Abstract:The deployment of autonomous vehicles controlled by machine learning techniques requires extensive testing in diverse real-world environments, robust handling of edge cases and out-of-distribution scenarios, and comprehensive safety validation to ensure that these systems can navigate safely and effectively under unpredictable conditions. Addressing Out-Of-Distribution (OOD) driving scenarios is essential for enhancing safety, as OOD scenarios help validate the reliability of the models within the vehicle's autonomy stack. However, generating OOD scenarios is challenging due to their long-tailed distribution and rarity in urban driving dataset. Recently, Large Language Models (LLMs) have shown promise in autonomous driving, particularly for their zero-shot generalization and common-sense reasoning capabilities. In this paper, we leverage these LLM strengths to introduce a framework for generating diverse OOD driving scenarios. Our approach uses LLMs to construct a branching tree, where each branch represents a unique OOD scenario.
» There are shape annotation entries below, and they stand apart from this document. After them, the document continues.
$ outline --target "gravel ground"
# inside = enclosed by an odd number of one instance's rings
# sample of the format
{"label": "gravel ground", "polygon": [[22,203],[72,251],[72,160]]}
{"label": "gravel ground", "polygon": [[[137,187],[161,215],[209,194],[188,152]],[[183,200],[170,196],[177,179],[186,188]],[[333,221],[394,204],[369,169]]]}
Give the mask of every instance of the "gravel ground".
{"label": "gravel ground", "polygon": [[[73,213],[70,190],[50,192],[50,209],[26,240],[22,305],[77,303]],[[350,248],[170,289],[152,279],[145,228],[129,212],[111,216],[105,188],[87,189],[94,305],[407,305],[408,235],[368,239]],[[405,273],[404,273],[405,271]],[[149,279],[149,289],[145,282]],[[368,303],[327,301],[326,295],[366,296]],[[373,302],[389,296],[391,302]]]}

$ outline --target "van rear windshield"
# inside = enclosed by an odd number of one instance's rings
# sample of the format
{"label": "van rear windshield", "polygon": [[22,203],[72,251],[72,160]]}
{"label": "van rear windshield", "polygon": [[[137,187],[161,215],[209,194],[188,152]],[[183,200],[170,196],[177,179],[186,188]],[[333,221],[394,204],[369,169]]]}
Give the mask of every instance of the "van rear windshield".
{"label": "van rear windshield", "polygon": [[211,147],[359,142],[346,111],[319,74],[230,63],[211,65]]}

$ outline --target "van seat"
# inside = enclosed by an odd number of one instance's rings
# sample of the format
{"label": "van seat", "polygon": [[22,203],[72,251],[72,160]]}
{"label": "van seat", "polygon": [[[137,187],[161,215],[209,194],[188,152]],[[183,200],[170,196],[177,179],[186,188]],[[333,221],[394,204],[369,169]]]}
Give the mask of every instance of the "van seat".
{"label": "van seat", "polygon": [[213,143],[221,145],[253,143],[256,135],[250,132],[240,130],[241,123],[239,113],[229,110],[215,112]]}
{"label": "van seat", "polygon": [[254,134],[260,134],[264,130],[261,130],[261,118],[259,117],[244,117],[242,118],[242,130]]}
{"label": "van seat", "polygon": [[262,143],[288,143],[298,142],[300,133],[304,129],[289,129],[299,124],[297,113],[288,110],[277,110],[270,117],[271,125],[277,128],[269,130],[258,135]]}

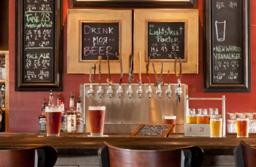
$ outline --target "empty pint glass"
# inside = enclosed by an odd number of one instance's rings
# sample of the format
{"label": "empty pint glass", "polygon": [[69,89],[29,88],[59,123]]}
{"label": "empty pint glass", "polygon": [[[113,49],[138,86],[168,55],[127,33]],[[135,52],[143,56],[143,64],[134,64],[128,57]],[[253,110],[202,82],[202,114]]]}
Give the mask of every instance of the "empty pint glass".
{"label": "empty pint glass", "polygon": [[176,115],[165,116],[164,117],[164,123],[165,124],[174,125],[173,128],[171,129],[171,132],[175,133],[175,125],[176,124]]}
{"label": "empty pint glass", "polygon": [[249,118],[237,118],[237,137],[249,137]]}
{"label": "empty pint glass", "polygon": [[103,136],[106,106],[89,106],[88,109],[91,136]]}
{"label": "empty pint glass", "polygon": [[60,136],[62,113],[61,106],[45,107],[47,136]]}

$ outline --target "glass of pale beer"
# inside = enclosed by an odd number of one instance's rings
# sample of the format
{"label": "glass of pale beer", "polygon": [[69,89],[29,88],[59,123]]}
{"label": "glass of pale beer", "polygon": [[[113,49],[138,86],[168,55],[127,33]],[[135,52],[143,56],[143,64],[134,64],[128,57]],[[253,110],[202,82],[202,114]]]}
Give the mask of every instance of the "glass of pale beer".
{"label": "glass of pale beer", "polygon": [[187,117],[188,124],[196,124],[197,115],[195,114],[195,109],[189,109],[189,113]]}
{"label": "glass of pale beer", "polygon": [[91,136],[103,136],[106,106],[89,106],[88,109]]}
{"label": "glass of pale beer", "polygon": [[210,117],[207,114],[207,109],[198,109],[196,123],[210,124]]}
{"label": "glass of pale beer", "polygon": [[61,106],[45,107],[47,136],[60,136],[62,113]]}
{"label": "glass of pale beer", "polygon": [[213,115],[210,118],[211,137],[222,137],[222,118],[220,115]]}
{"label": "glass of pale beer", "polygon": [[249,137],[249,118],[237,118],[237,137]]}

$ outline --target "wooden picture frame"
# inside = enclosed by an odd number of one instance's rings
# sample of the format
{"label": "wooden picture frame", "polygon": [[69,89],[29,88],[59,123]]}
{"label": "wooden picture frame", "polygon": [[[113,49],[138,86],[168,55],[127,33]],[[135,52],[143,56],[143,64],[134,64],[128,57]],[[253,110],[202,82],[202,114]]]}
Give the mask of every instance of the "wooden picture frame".
{"label": "wooden picture frame", "polygon": [[204,91],[251,91],[250,0],[204,6]]}
{"label": "wooden picture frame", "polygon": [[196,0],[71,0],[73,7],[196,7]]}
{"label": "wooden picture frame", "polygon": [[48,10],[26,4],[32,1],[15,3],[15,91],[62,91],[62,1],[46,2]]}
{"label": "wooden picture frame", "polygon": [[[130,136],[134,137],[166,137],[174,126],[172,124],[141,124],[131,134]],[[150,129],[149,129],[149,128]],[[152,130],[153,128],[154,128],[153,130]],[[142,130],[144,130],[143,129],[148,132],[142,132]],[[160,132],[159,132],[159,129],[161,130]],[[151,132],[148,133],[149,130]],[[138,135],[139,133],[141,134]],[[146,135],[145,135],[145,134]]]}
{"label": "wooden picture frame", "polygon": [[[171,26],[172,23],[184,22],[184,26],[182,32],[184,34],[184,41],[183,49],[184,50],[183,56],[184,58],[182,59],[182,73],[183,74],[197,74],[198,73],[198,46],[199,46],[199,11],[197,9],[134,9],[134,73],[138,72],[138,52],[141,52],[142,56],[142,73],[146,73],[146,64],[148,58],[148,47],[152,46],[148,45],[148,38],[151,37],[148,36],[150,34],[149,31],[149,22],[162,22],[164,24],[170,23]],[[168,28],[171,30],[171,27]],[[167,28],[168,26],[165,26]],[[162,28],[162,26],[160,28]],[[175,31],[178,31],[177,29]],[[165,30],[166,30],[165,29]],[[160,33],[159,33],[160,34]],[[157,34],[157,35],[158,35]],[[163,36],[164,37],[165,37]],[[168,38],[174,39],[176,35],[170,35],[168,33]],[[160,35],[159,35],[160,36]],[[157,38],[157,37],[155,37]],[[152,39],[152,38],[151,38]],[[176,43],[178,43],[178,41]],[[159,42],[155,48],[157,48],[160,51],[162,47],[159,45],[176,44],[175,42],[167,41]],[[182,44],[181,44],[182,45]],[[178,50],[179,51],[179,50]],[[164,53],[160,57],[163,57],[159,59],[150,59],[151,62],[160,63],[163,62],[163,71],[164,74],[167,74],[168,69],[170,69],[172,74],[174,71],[174,56],[169,57],[169,59],[166,57],[168,55],[173,54],[172,51],[168,50]],[[178,65],[179,66],[179,65]],[[155,63],[155,67],[157,73],[159,73],[161,71],[161,63]],[[178,68],[179,69],[179,68]],[[148,71],[149,74],[154,74],[154,70],[152,67],[149,67]]]}
{"label": "wooden picture frame", "polygon": [[[92,60],[82,60],[80,58],[83,44],[81,25],[84,22],[91,24],[106,24],[106,25],[111,23],[118,23],[119,26],[119,50],[122,56],[123,73],[128,73],[129,56],[132,52],[132,10],[68,10],[67,18],[67,73],[89,74],[90,68],[97,62],[98,56],[99,54],[94,54],[95,57]],[[105,35],[105,34],[102,33],[101,35]],[[103,55],[102,55],[101,74],[108,74],[107,53],[107,52],[104,52]],[[113,55],[110,56],[115,57]],[[110,59],[110,63],[111,74],[120,74],[119,60]],[[98,70],[96,70],[96,73],[98,73]]]}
These scenarios are then simulated in the CARLA simulator using an automated framework that aligns scene augmentation with the corresponding textual descriptions. We evaluate our framework through extensive simulations, and assess its performance via a diversity metric that measures the richness of the scenarios. Additionally, we introduce a new "OOD-ness" metric, which quantifies how much the generated scenarios deviate from typical urban driving conditions. Furthermore, we explore the capacity of modern Vision-Language Models (VLMs) to interpret and safely navigate through the simulated OOD scenarios. Our findings offer valuable insights into the reliability of language models in addressing OOD scenarios within the context of urban driving.